President signs Trade Promotion Authority bill
Washington—President Obama’s signature on Trade Promotion Authority legislation opens the door to creating new trade partnerships around the world that will drive American business forward in the international marketplace, according to American Farm Bureau Federation President Bob Stallman.
“The American economy stands stronger when we work together—and that’s just what Trade Promotion Authority enables us to do at the bargaining table. U.S. agriculture is ready for ambitious trade agreements that break down barriers to products grown and made in America, so our trading partners know we mean business,” Stallman said in a statement.
For the past 40 years, TPA and its precedent versions have provided U.S. negotiators the ability to reach agreement with other nations on trade matters that are not open to change by Congress, yet TPA has protected Congress’ constitutional role to set trade objectives and preserved lawmakers’ final “yea” or “nay” on the agreement.

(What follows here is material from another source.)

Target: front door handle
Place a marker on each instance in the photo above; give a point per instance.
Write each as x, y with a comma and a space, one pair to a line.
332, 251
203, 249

In 2014, U.S. farmers and ranchers exported more than $152 billion in food, fiber, feed and energy commodities and products to customers around the world, providing the country with a positive net trade of $43 billion over imports. Agriculture’s 2015 export forecast isn’t as sunny, with a projected $9 billion drop. While some of this decrease stems from lower commodity prices for certain crops, ongoing challenges U.S. negotiators face in reaching multilateral agreements and resolving trade conflicts are also a factor.
“Without the ability to finish negotiations and present those agreements to Congress for an up or down ratification vote, we are ceding potential market development and expansion to our competitors and yielding global economic leadership to other nations,” Stallman said in a letter to lawmakers urging them to pass the bill.